Chicken heart mesenchymal cells do not proliferate in culture medium containing heat-defibrinogenated plasma but proliferate briskly when incubated with epidermal growth factor (EGF) or brain fibroblast growth factor (bFGF) plus insulin-like growth factors (IGFs) or when infected with sarcoma or erythroblastosis viruses. When infected with the retrovirus MC29, which bears a v-myc oncogene, chicken heart mesenchymal cells proliferate at a more modest rate and become morphologically transformed. Heparin at 25 microgram/ml causes these MC29-transformed cells to become proliferatively quiescent and to assume a normal morphology. Heparin-treated MC29-infected cells are, however, 100 times more sensitive to EGF than are their normal, uninfected counterparts. MC29-infected cells appear, likewise, to be hypersensitive to bFGF and to PDGF preparations but not to insulin.

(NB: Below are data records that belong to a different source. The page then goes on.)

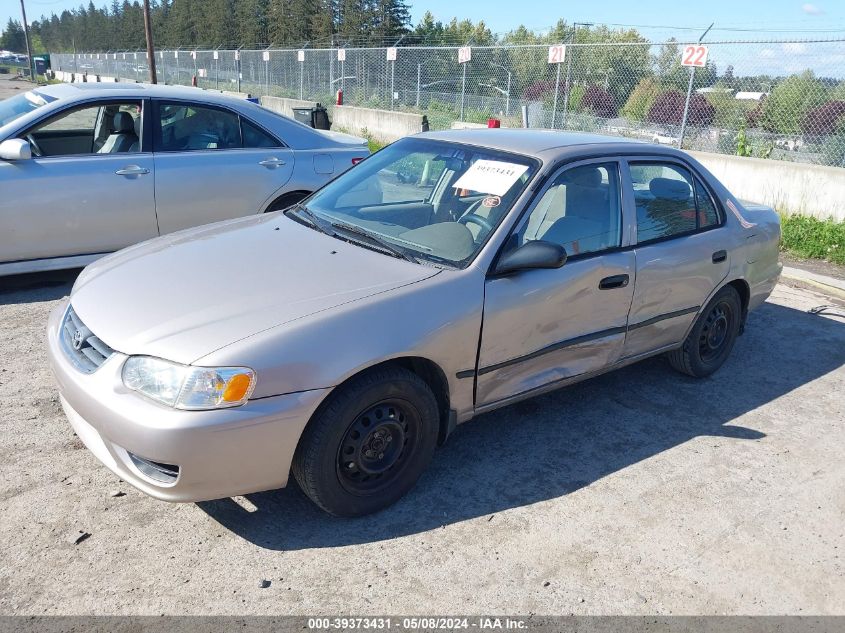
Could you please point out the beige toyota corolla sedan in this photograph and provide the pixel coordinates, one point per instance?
(447, 275)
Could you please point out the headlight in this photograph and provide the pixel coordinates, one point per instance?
(186, 387)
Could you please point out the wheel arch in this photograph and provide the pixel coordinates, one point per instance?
(744, 291)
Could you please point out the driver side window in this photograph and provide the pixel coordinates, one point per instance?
(102, 128)
(580, 210)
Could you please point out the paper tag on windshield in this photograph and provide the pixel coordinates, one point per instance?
(490, 176)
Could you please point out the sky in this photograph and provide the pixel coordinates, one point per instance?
(657, 19)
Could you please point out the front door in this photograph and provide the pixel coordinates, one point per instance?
(681, 253)
(544, 326)
(211, 164)
(88, 189)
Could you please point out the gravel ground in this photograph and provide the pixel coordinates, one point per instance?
(638, 492)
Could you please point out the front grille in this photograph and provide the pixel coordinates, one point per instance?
(86, 351)
(164, 473)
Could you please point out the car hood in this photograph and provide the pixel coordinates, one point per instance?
(185, 295)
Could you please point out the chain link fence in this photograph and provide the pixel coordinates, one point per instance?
(769, 99)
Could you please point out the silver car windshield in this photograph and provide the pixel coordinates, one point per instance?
(428, 200)
(15, 107)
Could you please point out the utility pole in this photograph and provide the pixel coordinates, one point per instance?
(148, 31)
(28, 47)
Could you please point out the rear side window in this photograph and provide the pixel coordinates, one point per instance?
(192, 127)
(580, 210)
(256, 137)
(669, 201)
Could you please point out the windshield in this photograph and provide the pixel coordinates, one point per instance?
(15, 107)
(430, 200)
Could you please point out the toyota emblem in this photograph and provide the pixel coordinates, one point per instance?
(78, 339)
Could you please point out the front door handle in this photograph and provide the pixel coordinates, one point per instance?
(272, 162)
(616, 281)
(132, 170)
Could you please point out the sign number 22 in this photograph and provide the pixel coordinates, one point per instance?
(694, 56)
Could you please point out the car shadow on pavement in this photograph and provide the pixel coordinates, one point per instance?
(555, 444)
(33, 287)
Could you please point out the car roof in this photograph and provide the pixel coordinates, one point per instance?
(538, 142)
(87, 90)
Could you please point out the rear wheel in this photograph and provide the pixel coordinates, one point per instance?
(369, 443)
(712, 337)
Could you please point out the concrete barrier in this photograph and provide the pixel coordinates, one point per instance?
(798, 188)
(285, 106)
(232, 93)
(382, 125)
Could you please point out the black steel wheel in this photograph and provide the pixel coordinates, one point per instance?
(374, 450)
(367, 445)
(712, 337)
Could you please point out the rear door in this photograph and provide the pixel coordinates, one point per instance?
(75, 197)
(544, 326)
(212, 164)
(681, 252)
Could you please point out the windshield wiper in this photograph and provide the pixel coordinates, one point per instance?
(301, 212)
(382, 244)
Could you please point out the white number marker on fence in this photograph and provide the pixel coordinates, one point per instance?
(694, 56)
(557, 53)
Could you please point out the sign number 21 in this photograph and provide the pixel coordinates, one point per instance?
(694, 56)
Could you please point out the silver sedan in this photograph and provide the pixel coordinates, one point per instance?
(344, 338)
(87, 169)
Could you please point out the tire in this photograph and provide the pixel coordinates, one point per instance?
(367, 445)
(287, 200)
(712, 337)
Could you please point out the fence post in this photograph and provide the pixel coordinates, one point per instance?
(686, 108)
(238, 66)
(463, 89)
(419, 66)
(689, 93)
(557, 90)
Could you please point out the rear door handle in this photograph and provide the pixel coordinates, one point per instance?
(271, 162)
(132, 170)
(616, 281)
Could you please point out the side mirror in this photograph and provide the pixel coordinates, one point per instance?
(15, 149)
(536, 254)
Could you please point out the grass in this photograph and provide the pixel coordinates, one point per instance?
(809, 237)
(374, 145)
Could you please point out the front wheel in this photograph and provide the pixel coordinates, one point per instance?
(712, 337)
(369, 443)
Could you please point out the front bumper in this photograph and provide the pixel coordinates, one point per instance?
(219, 453)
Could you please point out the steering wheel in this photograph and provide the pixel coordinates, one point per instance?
(473, 218)
(33, 145)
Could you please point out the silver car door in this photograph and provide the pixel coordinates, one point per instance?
(88, 189)
(681, 252)
(213, 165)
(543, 326)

We hypothesize, therefore, (i) that heparin prevents the generation by cells of a mitogen from plasma protein precursors in the culture medium; (ii) that the v-myc oncogene renders cells hypersensitive to EGF, bFGF, PDGF, and the putative plasma-protein-derived mitogen; and (iii) that MC29-infected cells must proliferate in order to manifest the transformed morphology. Chicken heart mesenchymal cells infected with a recombinant spleen necrosis virus containing a v-ras oncogene are morphologically transformed but proliferate only sluggishly in plasma-containing medium without added mitogenic hormones. Heparin does not significantly affect their behavior. They are refractory to mitogenic stimulation by EGF or bFGF suggesting that ras proteins mediate the effects of receptors for these hormones. The SNV/v-ras-infected cells proliferate briskly, however, in response to hyperphysiological concentrations of insulin, an IGF surrogate, and are considerably more sensitive to this IGF mitogenicity than are their normal, uninfected counterparts.